In 1995, Eric Barron, a climate modeler at Pennsylvania State University, organized a meeting of a large group of climate modelers to assess the levels of certainty associated with various model predictions. They ranked their conclusions in terms of probability as follows:

Virtually Certain

  • The increases in carbon dioxide and the decreases in stratospheric ozone will result in a large cooling in the upper atmosphere.

Very Probable

  • The global mean surface temperature will increase between 0.9 to 3.6 degrees Fahrenheit over the period of 1990 to 2050. The best estimate for a climate change resulting from a doubling of preindustrial carbon dioxide is a warming of 1.5 to 4.5 degrees Celsius, with 2.5 degrees being the most probable estimate. The estimated warming will be reduced if sulfur emissions, which reflect sunlight away from the planet, are not controlled. Sulfur is a prime cause of acid rain and haze, but it also reflects sunlight away from the planet. The actual temperature change may be outside the range described here if natural climate variations are large.
  • A warming of the surface temperature of the globe will lead to an increase in average global precipitation because evaporation rates are closely tied to surface temperatures.
  • Northern Hemisphere sea ice will be reduced. Changes to the Southern Hemisphere are less certain.
  • Arctic land areas should experience amplified winter time warming associated with the reduction in land surface snow cover.
  • Global warming will influence sea level. The most reasonable estimates are a sea level rise of 5 to 40 centimeters by 2050, compared with a rise of 5 to 12 centimeters if the rate of rise over the past century continues. These estimates ignore the long-term response of the ice caps or any potential catastrophic collapse of the West Antarctic ice sheet, which are the subject of considerable de-bate.
  • Solar variability over the next 50 years will not induce a prolonged climate forcing that is significant in comparison with the effects of the increasing concentrations of carbon dioxide and other greenhouse gases.

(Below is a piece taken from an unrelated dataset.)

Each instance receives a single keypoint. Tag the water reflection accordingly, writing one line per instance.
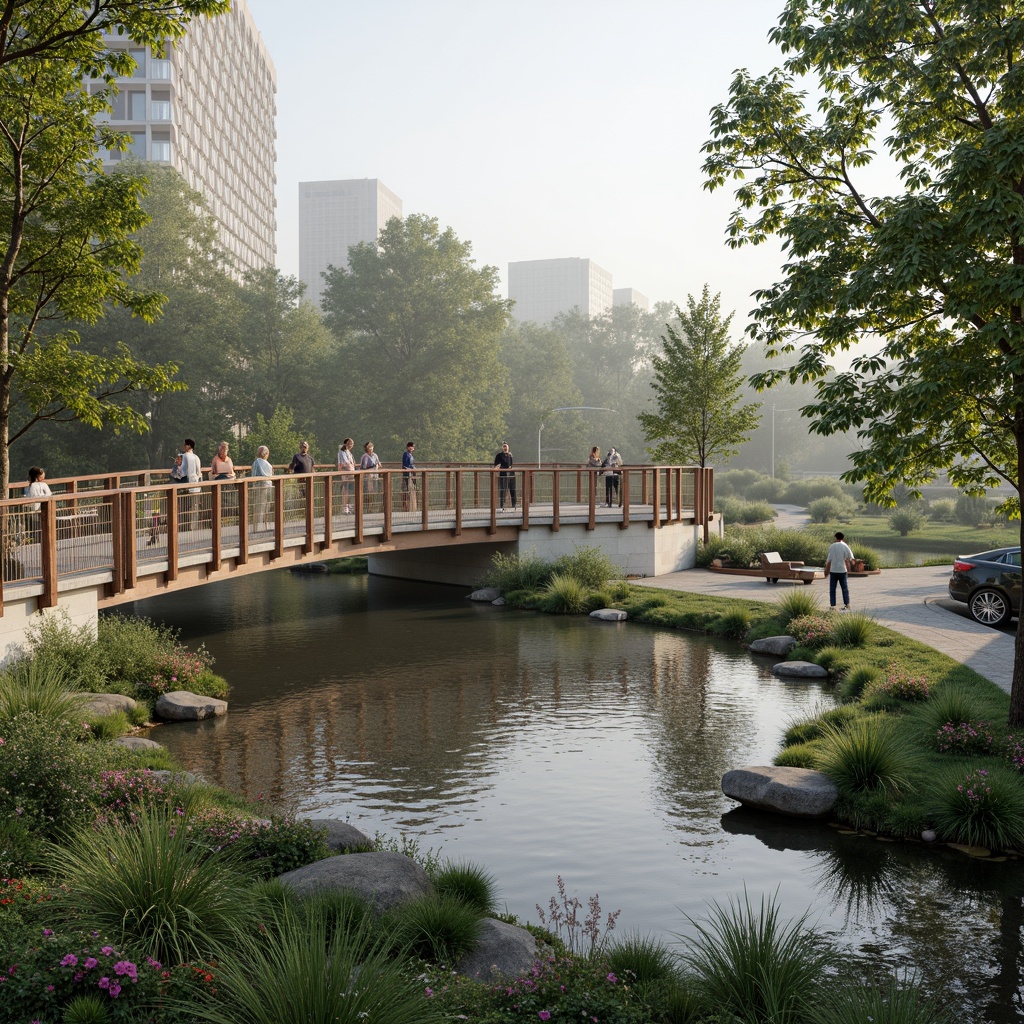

  • Summer Northern Hemisphere midlatitude continental dryness will increase.
  • The increase in the amount of at-mospheric moisture will produce regions of higher rainfall, including the high latitudes.
  • Some regions may experience warming that is smaller than the global average, particularly in oceanic regions where surface waters are mixed downward or where deeper waters upwell.
  • Historical records suggest that a few explosive volcanic eruptions are likely to occur during the next half century. These transient events will result in some short-term relative cooling.


  • There is the potential for multifaceted and complicated, even counter-intuitive changes in climate variability, hence predictions of changes in climate variability are uncertain. This aspect of climate change includes many possibilities, such as changes in winter storminess, changes in El Nino frequencies and variations in thunderstorms.
  • At present, there is only a very limited capability to estimate how the climate of various regions will respond, although regional scale (from the scale of large metropolitan areas to the scale of states) changes are likely to be different from the global average changes.
  • An increase in tropical storm intensity is plausible due to higher sea surface temperatures associated with global warming; however, there are too many unresolved issues to be certain.
  • The details of climate change over the next 25 years are also uncertain. Uncertainties in the factors that control natural variability, in the model simulations and in the changes in atmospheric chemistry, make it extremely difficult to predict or even suggest decade-to-decade changes in climate. In any given decade, the changes in temperature and related variables could be substantially less than or more than the trend predicted by a climate model. Warming estimates in terms of degrees per decade and their use to analyze a single decade are unwarranted and misleading.
  • Climate-biosphere feedback relationships may modify the magnitude of climate change. Whether the feedbacks will amplify or moderate climate change is not known.